The family of Mukhlas and Amrozi said they had been advised of the executions and were waiting to receive the bodies, which will be flown to their home village of Tenggulun by helicopter later on Sunday.

"May our brothers, God willing, be invited by green birds to heaven now," the men's brother Mohammad Chozin said outside an Islamic boarding school in the east Java village, as supporters shouted "Allahu Akbar".

Many Australians expressed relief that the men were finally dead, six years after they brought carnage to Bali by sending suicide bombers to attack the Sari Club and nearby Paddy's Bar on October 12, 2002.

The men were sentenced to die in 2003, but five years of legal appeals delayed their executions and exhausted those waiting for justice.

"... we've waited a very long time for this and this is our justice," Sydney woman Maria Kotronakis, who lost two sisters and two cousins, told CNN, struggling at times to speak.

"Finally the moment has come."

Erik de Haart, a member of Sydney's Coogee Dolphins football club who lost six mates in the bombings, said he didn't quite believe the news when he heard it.

"It took a while to sink in.
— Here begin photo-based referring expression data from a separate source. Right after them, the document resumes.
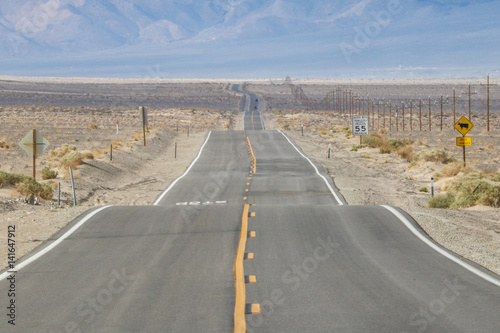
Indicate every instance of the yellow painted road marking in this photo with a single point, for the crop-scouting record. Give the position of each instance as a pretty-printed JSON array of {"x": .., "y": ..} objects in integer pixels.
[
  {"x": 251, "y": 279},
  {"x": 253, "y": 309},
  {"x": 240, "y": 325}
]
It's been so long that you kind of don't expect it ... you think they've found another excuse not to do it," he told Sky News.

"We can close this chapter of the book and move on a bit."
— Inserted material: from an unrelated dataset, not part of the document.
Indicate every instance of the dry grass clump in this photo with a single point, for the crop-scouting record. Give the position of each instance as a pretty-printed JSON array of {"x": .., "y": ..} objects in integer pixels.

But he said the grief for his lost mates would never end.

"The guys are never going to come back, all we're left with is our memories and our thoughts of these guys," he said.

Survivor Peter Hughes, of Perth, who suffered horrific burns in the bombings, said the three bombers had paid the highest price for mass murder, but their executions did not bring him any joy.

"These guys went to set about mass murder and paid the highest penalty. It doesn't feel good but they did do the crime and they've paid for it," he told CNN.

Former Adelaide magistrate Brian Deegan, who lost his son Josh, said he was full of trepidation about reprisal attacks.

"I have (a sense of) trepidation as to what might happen as a result of this," he told AAP.

"I'm very concerned about that. There's no shortage around the world of persons that are prepared to commit suicide to achieve a result."

Mr Deegan said he continued to grieve for his son.

"The tears don't roll quite as often, that absolute gut-ache has diminished a bit. But they don't go away."

The bombers' bodies will soon be flown by helicopter to their home villages for burial within 24 hours, in accordance with Muslim custom.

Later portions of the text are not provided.